Project Description

Tensegridad roja y blanca, 2016

375 x 35 x 35 cm. cada columna. Madera, hierro y cable.

Supeficie total aproximada: 170 x 450 x 220 cm.

 

El Pabellón Español de 1937 se gestó para denunciar internacionalmente el avance del fascismo durante la guerra civil española. Por su extraordinaria calidad arquitectónica y su contenido democrático, social y cultural, el pabellón podría entenderse como una obra de arte total o Gesamtkunstwerk porque en sí mismo contenía toda la utopía republicana.

La instalación Tensegridad roja y blanca está compuesta por tres columnas idénticas a las que soportaban el Pabellón pero con la particularidad de permanecer inclinadas y suspendidas por unos cables tensores que las entrelazan. La forma que resulta del cruce entre las columnas y sus colores, rojo y blanco, recuerdan a las composiciones constructivistas (1).
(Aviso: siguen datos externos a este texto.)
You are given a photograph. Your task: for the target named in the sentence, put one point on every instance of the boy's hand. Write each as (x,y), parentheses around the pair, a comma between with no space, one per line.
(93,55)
Buchkminster Fuller dijo, a propósito de la tensegridad, que no existe tracción sin comprensión asociada, es decir, para que un cable estirado se adelgace, una columna comprimida se tiene que expandir. ¿Vendría esto a suponer que el orden del universo no se puede sostener sin una distribución de fuerzas contrarias (“explotadores y explotados”)? Teniendo en cuenta que todo suceso traumático cerrado en falso siempre regresa, esta instalación vendría a confrontar los restos fantasmáticos de aquella utopía antifascista que creyó que era posible construir un mundo libre, sin amos ni esclavos, contra una realidad que tozudamente demuestra lo contrario una y otra vez.

(1) El constructivista ruso Karl Yoganson experimentó en los años veinte con estructuras tensionadas por cables y El Lissitzky representó dos mundos antagónicos con el cartel: “Golpead a los blancos con la cuña roja” (1919).